Sweet About Honey | News, Games, Jobs

I don’t know where I got this jar of honey. It seems to have been around for a long time. The label is worn and says “$3.50” on the plastic cover, so the price is at least five years. You can’t get candy for that price anymore.

An eight ounce jar of honey doesn’t last long in my house – I love the stuff – so I don’t know why I’ve kept it so long without eating it. But it’s in my cupboard and I used it in tea the other day and thought, wow, this is great.

I called the number on the “Bailey Hill Honey” website. The owner’s name was also on the label, and when Ed Chapman answered his home phone, we spent some time trying to figure out where I got his honey from. He lives near Ellicotville, and about eight years ago, I went that way to camp with my grandchildren. He said he sold his honey at a farm stand near the campground back then and that’s probably where I picked it up. But eight years ago? I can’t imagine a bottle of honey sitting in my cupboard for eight years, but I remember how hard we tend to remember as the years go by.

The honey was sweet even when it was old, but it is the best thing about honey. Honey is not perishable. Something sweet like home in there—white western New York. Ed says he’s been making honey for a long time, and it’s just ordinary honey, honey, but you’ve never heard of it, I’m sure, because Ed doesn’t ship, advertise on Facebook, or have a website or farm sales. outside his city. He found it odd that I called him from far away to ask about the bottle of honey I bought a long time ago. When I asked him if he could send me a few bottles, he said he would look into them. Shipping is not something they do. Always.

I love this story because it’s so refreshing to meet someone with the old ways of the good old days. Ed Chapman doesn’t know the first thing about Instagram and that’s why I love him. I like to support small businesses, especially businesses that still think it’s 1954. If they’re making a profit without using a cell phone or the post office, then they’re avoiding him.

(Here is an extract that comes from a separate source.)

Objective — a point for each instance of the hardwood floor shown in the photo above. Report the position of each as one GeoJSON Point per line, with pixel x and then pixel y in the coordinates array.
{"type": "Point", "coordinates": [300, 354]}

Our region has the best honey. Panama Bee Honey is my favorite too, although I have never had a bad jar of honey from our region.

I went to Florida a few years ago and stopped at the Florida-Georgia border to buy some Tupelo honey. Tupelo honey is one of the rarest honeys in the world, and for centuries it was an under-the-radar delicacy eaten in parts of Georgia and Florida, where the white Ogeechee tupelo tree blooms ten days a year. That is, until the 1970s when rock star Van Morrison released his album, Tupelo Honey. Ever since this starburst, honey has been sought after by consumers and prized for its buttery flavor and floral aroma.

The important thing to know about wildflower honey is that it can come from anywhere in the world; the name simply means that the bees took nectar from local plants. On the other hand, tupelo honey can come from the flowers of tupelo trees, which grow in parts of the Apalachicola River in Florida and Georgia.

We should all be good at honey. It’s in our genes. The Egyptians were fans, but it is as old as written history, dating back to 2100 BC when it was mentioned in the Sumerian and Babylonian cuneiform texts. Its name comes from the English word “hunig,” and it was the first and most common spice used by humans. Honey was very valuable and was often used as money, tribute or donations. In the 11th century AD, German farmers paid their masters in honey and beeswax. It’s a business model I can appreciate – a rental honey.

I never fail to buy a jar of honey wherever I travel. These financial successes were from Greece; there are just so many wild flowers. The truth is, honey aside, we need bees. They directly contribute to one-third of the American food supply: apples, peaches, lettuce, squash, melons, broccoli, cranberries, tree nuts, blackberries, blackberries, strawberries, plums, clementines, tangerines, sunflowers, pumpkins, and beans. cow. The problem is they die. The number of communities in the US—2.7 million—is less than half of what it was at the turn of the 20th century, and has remained empty since the early 2000s. Let’s believe that it is a struggle that we will win.

If you’re near Ellicotville, stop by and buy a jar of honey from Ed Chapman at Bailey Hill Honey. He made 600 pounds this year. And I’m here to tell you, eight years in, it’s still delicious.